I want to thank again President Trump for his historic decision on recognizing Jerusalem as Israel’s capital. We look forward to welcoming the American delegation to celebrate the relocation of the embassy with you, Ambassador Friedman. I must tell you that the bold decision by President Trump has prompted other countries – there are quite a few now who are planning to move their embassy to Jerusalem as well. It says something about American leadership and about the forthright way in which simple truths are being put forward and the effect this has on the international scene.

Mr. Secretary, I think the greatest threat to the world and to our two countries and to all countries is the marriage of militant Islam with nuclear weapons, and specifically, the attempt of Iran to acquire nuclear weapons. We’ve had a very productive talk today on this subject as well. I appreciate the President’s leadership and your position on stopping Iran from ever acquiring nuclear weapons. I appreciate the President’s and your position on stopping Iran’s aggression in the region. That aggression has grown many-fold since the signing of the Iranian deal. If people thought that Iran’s aggression would be moderated as a result of signing the deal, the opposite has happened, and Iran is trying to gobble up one country after the other. Iran must be stopped. Its quest for nuclear bombs must be stopped. Its aggression must be stopped. And we’re committed to stopping it together.

I was very much encouraged, once again, by the steadfast support of the United States for Israel and for this common effort, which encompasses many other countries, as you know – as you well know, Mr. Secretary. But our bond is special. It’s based on shared values of democracy, freedom, the quest for security and peace, and I can say that today America and Israel are closer than ever before. And I have no doubt that our alliance will grow even closer in the years ahead.

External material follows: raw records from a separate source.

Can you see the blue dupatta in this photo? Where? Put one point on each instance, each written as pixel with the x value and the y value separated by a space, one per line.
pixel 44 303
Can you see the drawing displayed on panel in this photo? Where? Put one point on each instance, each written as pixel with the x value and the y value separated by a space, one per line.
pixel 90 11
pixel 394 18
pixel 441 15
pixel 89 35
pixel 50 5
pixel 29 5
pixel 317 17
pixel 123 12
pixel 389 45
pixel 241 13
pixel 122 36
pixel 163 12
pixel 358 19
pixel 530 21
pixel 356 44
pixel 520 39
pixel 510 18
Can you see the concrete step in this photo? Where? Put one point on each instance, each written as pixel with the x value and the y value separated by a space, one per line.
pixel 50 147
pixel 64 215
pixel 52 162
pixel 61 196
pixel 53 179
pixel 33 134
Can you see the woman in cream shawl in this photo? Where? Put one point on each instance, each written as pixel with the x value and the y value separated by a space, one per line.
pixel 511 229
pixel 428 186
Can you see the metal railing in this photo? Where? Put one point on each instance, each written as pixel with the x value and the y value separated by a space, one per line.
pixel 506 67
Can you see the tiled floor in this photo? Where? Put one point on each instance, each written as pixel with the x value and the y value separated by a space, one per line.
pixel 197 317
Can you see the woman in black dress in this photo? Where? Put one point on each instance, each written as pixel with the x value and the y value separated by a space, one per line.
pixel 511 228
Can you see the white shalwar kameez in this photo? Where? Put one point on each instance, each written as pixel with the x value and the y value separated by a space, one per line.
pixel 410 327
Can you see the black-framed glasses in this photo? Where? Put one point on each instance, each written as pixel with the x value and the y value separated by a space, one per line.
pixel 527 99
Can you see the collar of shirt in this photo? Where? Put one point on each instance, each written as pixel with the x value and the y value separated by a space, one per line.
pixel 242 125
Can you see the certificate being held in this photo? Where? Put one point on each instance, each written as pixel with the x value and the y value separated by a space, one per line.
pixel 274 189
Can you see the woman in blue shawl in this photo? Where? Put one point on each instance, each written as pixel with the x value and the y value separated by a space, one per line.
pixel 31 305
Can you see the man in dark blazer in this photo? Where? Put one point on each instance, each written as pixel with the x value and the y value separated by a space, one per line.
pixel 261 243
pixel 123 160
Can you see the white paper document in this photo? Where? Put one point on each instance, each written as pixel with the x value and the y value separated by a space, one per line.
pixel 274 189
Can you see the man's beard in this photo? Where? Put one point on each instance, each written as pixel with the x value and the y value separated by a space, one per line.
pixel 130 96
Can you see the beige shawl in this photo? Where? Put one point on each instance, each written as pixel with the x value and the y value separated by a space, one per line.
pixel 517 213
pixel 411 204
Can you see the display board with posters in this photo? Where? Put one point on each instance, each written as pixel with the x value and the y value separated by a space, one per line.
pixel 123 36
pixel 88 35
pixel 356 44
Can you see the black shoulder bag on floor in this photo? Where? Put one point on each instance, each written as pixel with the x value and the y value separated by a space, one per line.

So I want to welcome you back to Israel, Mr. Secretary. It’s a pleasure to see you and I wish you the best of luck in your important mission. Thank you.

SECRETARY POMPEO: Thank you. Thank you so much. Thank you.

Well, good afternoon. It is a great honor to be here on my first trip as Secretary of State. I’ve been the Secretary for a handful of hours. As I was saying earlier, I haven’t been to my office yet.

As you said, this relationship’s never been stronger, and I think we should both be proud of that. We had fantastic conversations today on difficult issues facing each of us. We are incredibly proud to be opening the new embassy on May 14th, well ahead of the original timetable. This step comes as Israel celebrates its 70th anniversary of independence and 70 years of recognition as steadfast support for Israel from the American people as well. By recognizing Jerusalem as the capital of Israel and the seat of its government, we’re recognizing reality. I also stress, as President Trump has said in December, the boundaries of Israeli sovereignty in Jerusalem remain subject to negotiations between the parties, and we remain committed to achieving a lasting and comprehensive peace that offers a brighter future for both Israel and the Palestinians.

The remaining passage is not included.